TEMPO Interaktif, Solo -Kelompok pendukung Komisi Pemberantasan Korupsi di Solo yang menamakan diri Petisi Solo meminta agar kepolisian dikembalikan ke Departemen Dalam Negeri. Menurut seorang pengunjuk rasa Muhammad Taufik, kepolisian adalah orang sipil bersenjata yang akan sangat berbahaya ketika tidak ada yang mengontrol dan mengawasi.
“Saat ini kepolisian sudah bersikap jumawa dan semena-mena karena merasa memiliki kewenangan yang lebih dari institusi lain. Mereka bisa menangkap warga sipil, bahkan militer,” katanya, dalam unjuk rasa di depan Monumen Pers kota Solo, Sabtu (7/11).
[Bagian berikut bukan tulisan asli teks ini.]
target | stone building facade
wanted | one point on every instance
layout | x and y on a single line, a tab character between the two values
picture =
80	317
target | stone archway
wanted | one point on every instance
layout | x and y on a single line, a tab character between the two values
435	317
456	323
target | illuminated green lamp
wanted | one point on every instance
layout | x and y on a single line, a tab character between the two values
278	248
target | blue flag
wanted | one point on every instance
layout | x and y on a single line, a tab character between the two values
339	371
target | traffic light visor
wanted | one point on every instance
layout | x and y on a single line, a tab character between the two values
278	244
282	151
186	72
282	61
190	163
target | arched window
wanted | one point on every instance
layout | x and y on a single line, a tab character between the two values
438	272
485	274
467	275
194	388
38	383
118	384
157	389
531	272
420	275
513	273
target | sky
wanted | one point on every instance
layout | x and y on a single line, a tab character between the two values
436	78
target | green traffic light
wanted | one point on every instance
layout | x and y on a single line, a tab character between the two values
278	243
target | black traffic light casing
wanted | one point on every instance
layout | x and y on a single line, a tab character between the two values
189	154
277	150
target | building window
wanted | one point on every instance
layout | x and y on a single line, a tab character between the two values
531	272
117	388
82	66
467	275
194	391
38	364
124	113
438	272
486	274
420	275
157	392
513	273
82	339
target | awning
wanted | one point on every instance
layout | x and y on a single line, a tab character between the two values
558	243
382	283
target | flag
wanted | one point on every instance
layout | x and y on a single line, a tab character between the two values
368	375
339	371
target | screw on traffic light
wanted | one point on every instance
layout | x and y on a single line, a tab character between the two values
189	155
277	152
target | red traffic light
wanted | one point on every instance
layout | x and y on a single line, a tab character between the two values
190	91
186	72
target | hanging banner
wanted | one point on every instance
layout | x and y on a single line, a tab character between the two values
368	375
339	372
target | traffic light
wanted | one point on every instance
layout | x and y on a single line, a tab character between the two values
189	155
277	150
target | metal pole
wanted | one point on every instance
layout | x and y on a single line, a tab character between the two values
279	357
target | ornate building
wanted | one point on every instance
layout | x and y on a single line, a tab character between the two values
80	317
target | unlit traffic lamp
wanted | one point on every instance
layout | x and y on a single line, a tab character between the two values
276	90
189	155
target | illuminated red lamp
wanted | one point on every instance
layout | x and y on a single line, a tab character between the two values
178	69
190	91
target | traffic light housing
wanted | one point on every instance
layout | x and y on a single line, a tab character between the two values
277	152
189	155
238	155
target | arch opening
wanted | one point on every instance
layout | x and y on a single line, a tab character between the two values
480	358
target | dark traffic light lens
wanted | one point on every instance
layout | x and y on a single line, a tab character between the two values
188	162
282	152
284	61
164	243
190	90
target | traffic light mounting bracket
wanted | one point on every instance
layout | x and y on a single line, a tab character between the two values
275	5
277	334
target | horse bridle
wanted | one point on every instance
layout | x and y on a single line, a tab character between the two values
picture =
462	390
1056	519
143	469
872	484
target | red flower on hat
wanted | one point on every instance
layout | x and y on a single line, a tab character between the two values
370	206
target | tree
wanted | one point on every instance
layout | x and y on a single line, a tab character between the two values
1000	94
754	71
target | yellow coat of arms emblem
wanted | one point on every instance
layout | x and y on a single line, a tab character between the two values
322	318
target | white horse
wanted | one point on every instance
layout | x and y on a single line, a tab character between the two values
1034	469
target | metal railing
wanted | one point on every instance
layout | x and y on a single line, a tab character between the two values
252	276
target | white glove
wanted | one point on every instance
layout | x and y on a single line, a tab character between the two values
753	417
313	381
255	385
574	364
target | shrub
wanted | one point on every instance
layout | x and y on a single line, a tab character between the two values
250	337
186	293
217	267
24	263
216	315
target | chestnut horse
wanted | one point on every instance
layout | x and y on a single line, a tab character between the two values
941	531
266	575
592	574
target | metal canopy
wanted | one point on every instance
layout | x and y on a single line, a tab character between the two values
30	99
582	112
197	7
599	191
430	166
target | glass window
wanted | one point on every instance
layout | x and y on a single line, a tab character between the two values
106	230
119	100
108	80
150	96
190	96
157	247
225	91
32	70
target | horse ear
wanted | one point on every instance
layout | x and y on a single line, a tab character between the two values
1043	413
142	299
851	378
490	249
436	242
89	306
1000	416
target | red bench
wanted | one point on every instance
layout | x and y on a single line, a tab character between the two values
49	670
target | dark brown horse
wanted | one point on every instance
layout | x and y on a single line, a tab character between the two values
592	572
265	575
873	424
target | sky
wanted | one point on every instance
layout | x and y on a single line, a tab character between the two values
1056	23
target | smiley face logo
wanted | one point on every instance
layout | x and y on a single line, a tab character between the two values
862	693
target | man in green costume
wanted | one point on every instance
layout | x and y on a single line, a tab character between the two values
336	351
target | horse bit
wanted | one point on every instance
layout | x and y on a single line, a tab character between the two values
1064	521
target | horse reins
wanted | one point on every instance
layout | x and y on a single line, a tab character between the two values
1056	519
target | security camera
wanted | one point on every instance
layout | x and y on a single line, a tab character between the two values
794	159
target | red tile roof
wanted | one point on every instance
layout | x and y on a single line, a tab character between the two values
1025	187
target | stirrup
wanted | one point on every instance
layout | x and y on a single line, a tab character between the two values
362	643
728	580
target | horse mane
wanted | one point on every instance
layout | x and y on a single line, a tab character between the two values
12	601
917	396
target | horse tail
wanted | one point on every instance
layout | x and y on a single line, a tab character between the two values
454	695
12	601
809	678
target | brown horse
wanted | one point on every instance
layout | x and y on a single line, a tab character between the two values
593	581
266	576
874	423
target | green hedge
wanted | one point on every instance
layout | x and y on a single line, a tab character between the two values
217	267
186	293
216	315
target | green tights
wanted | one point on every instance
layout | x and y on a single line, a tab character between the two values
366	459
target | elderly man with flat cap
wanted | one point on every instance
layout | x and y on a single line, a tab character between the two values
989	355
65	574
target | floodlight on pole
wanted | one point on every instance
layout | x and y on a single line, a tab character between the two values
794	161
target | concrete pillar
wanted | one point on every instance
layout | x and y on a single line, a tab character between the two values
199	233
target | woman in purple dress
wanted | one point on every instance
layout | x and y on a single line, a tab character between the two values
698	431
Dengan menjadi bagian dari Depdagri, maka kepolisian akan lebih mudah dikontrol, baik oleh pihak departemen hingga walikota atau bupati di tingkat daerah. Dia menambahkan, 10 November mendatang pihaknya akan mengadakan unjuk rasa besar-besaran di Depdagri terkait tuntutan yang sama. Mereka berencana akan mengenakan topi polisi namun memakai seragam pegawai Depdagri.
Selain meminta kepolisian dikembalikan di bawah Depdagri, pengunjuk rasa juga meminta Kapolri mengundurkan diri karena membiarkan Anggodo Widjaja bebas. “Jaksa Agung juga harus mundur karena institusi yang dipimpinnya terbukti menjadi konspirator pembusukan hukum dan sarang penyamun,” tandas pengunjuk rasa lainnya Alif Basuki.
Mereka juga meminta tim pencari fakta kasus Bibit-Chandra dibubarkan karena tidak independen dan hanya jadi bumper Presiden Susilo Bambang Yudhoyono. “Juga hukum seberat-beratnya siapa saja yang terlibat dalam rekaman rekayasa kriminalisasi KPK. Dan bagi penegak hukum ditambah sepertiga dari hukuman masyarakat awam,” tutur Alif.